BRUCE DICKINSON, BAND AND ORCHESTRA CELEBRATING THE MUSIC OF JON LORD AND DEEP PURPLE — PORTO ALEGRE, 25 DE ABRIL DE 2023

| Foto: Douglas Fischer |
| Por Márcio Grings  Fotos: Douglas Fischer |

Acredito em artistas que se desafiam e saem do trilho. Shake, baby shake! No caso da 'ferrovia' por onde Bruce Dickinson (64) se movimenta há 40 anos (com alguns desvios de rota) — a bordo da besta apocalíptica que atende pelo nome de Iron Maiden — Bruce poderia seguir pelo resto de seus dias repetindo o mesmo roteiro, só apreciando a paisagem. Porém, ele resolveu escrever uma nova história. Assim, cá está o inglês com o pé na pista nesse incomum e apaixonante projeto chamado Bruce Dickinson, Band and Orchestra celebrating the music of Jon Lord and Deep Purple. Na verdade trata-se de uma reprise, mas não podemos denominá-la como um simples revival. O cantor do Maiden pega o mote de um dos grandes instrumentistas do rock, Jon Lord, tecladista do Deep Purple que morreu em 2012, e amplia essa ideia.
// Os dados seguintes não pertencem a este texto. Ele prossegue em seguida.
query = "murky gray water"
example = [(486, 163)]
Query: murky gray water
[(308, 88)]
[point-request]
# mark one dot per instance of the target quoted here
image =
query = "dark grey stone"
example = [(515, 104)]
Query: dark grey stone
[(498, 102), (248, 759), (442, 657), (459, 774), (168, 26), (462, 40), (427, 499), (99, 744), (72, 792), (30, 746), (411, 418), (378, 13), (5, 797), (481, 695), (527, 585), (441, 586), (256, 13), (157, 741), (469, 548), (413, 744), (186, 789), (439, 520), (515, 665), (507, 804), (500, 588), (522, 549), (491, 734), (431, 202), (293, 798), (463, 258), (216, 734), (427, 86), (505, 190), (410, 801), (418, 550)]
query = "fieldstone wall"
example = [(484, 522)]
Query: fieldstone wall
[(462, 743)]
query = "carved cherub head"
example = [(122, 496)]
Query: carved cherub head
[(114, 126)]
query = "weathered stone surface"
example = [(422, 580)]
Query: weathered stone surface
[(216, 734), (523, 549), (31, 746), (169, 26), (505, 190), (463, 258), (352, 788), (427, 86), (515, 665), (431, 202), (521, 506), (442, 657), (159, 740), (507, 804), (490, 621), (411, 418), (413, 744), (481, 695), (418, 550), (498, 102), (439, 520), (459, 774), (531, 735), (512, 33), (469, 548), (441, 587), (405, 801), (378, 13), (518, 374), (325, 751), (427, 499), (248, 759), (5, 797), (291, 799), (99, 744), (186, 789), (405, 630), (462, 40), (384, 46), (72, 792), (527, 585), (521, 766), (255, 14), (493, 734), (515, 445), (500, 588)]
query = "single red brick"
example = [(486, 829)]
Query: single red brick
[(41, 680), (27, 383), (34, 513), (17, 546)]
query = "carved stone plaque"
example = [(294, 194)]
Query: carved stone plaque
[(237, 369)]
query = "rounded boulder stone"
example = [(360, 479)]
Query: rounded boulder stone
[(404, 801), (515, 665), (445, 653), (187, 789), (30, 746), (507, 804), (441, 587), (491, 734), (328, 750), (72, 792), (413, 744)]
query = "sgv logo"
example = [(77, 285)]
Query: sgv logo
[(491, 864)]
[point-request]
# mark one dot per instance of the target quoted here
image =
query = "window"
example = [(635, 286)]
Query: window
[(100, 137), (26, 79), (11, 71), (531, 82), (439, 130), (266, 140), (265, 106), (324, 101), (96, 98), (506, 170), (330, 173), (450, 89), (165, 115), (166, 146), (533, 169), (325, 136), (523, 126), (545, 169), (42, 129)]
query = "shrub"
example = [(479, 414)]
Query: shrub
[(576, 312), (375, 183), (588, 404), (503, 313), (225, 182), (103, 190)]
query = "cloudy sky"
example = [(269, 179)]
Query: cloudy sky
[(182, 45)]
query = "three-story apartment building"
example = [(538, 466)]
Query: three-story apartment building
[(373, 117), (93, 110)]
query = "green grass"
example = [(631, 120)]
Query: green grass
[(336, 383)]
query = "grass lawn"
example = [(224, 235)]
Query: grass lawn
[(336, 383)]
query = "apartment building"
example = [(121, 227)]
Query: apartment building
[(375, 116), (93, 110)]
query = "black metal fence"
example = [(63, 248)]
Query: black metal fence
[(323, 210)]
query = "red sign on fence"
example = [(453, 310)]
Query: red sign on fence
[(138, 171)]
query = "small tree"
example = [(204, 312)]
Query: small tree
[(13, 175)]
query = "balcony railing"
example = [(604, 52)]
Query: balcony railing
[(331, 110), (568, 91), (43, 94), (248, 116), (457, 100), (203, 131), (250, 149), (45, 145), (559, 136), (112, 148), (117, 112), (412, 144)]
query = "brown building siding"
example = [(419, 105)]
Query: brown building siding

É o que vemos aqui em Porto Alegre, com Bruce à frente da Orquestra de Câmara da Ulbra, sob a regência de Paul Mann, acompanhado de Kaitner Z Doka (guitarra), John O’Hara (teclados), Tanya O’Callaghan (baixo) e  Bernhard Welz (bateria). 

| Foto: Douglas Fischer |
“O que é exatamente? Bem, é sobre uma peça de música clássica de 45 minutos que foi escrita por Jon Lord envolvendo um grupo; neste caso, o Deep Purple“
, explicou Dickinson. O Purple gravou dois álbuns neste formato: "Concerto for Group and Orchestra" (1969), com Royal Philharmonic Orchestra, e "Concert With The London Symphony" (1999). “É um encontro entre uma banda de rock e uma orquestra. Eu sou apenas o cantor, isso é basicamente parte do show. No segundo ato, daí nós realmente deixamos nossos cabelos um pouco mais soltos. Há diversas interações entre os músicos, e então tocamos vários temas do Purple. E ainda fazemos um arranjo orquestral de ‘Jerusalem’ e ‘Tears Of The Dragon’".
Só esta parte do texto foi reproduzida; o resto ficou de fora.